Ridge Regularization in linear solve: consistency
It will be easier to discuss this on github rather than internal Google doc.
The issue
Current state of API:
| Function | Without ridge | With ridge r > 0 | Remark |
|---|---|---|---|
| solve_cg | Ax=b | (A+rI)=b | well posed because A is PSD |
| solve_gmres | Ax=b | (A+rI)=b | ill-posed if A=-rI |
| solve_bicgstab | Ax=b | (A+rI)=b | ill-posed if A=-rI |
| solve_normal_cg | A^TAx=A^Tb | (A^TA+rI)x=A^Tb | well posed because A^TA is PSD |
There are consistency issues here: with ridge regularization we expect (A^T+rI)(A+rI)x=(A^T+rI)b for solve_normal_cg. Consequently all of solve_cg, solve_gmres and solve_bicgstab are interchangeable when r > 0, but not with solve_nornal_cg. Worse: when r=0 they are all interchangeable with each other (at least for PD matrices).
Discussion:
Tikhonov regularization
regularizes with A^TA+rI - just like solve_cg. This guarantees a well posed problem.

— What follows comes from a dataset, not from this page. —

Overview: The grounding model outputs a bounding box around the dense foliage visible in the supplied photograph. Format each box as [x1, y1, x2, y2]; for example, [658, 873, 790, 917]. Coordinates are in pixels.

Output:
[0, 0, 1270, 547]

Other observation: most solvers of Sklearn for Ridge regression uses the A^TA+rI trick.
No one uses A+rI on a general matrix A: it only makes sense to do so on PSD matrix in general.
Solution
Two solutions:
- Change
(A^TA+rI)x=A^Tbinto(A^T+rI)(A+rI)x=(A^T+rI)b, but in this case the problem is ill-posed forA=-rI. - Remove ridge regularization from gmres/bicgstab because currently the regularization may lead to matrix with worse condition number (unexpected behavior when we regularize a system). This happens in particular for NSD matrices.
I am in favor of the second option to remain consistent with literature; unless we can prove that the A+rI approach makes sense.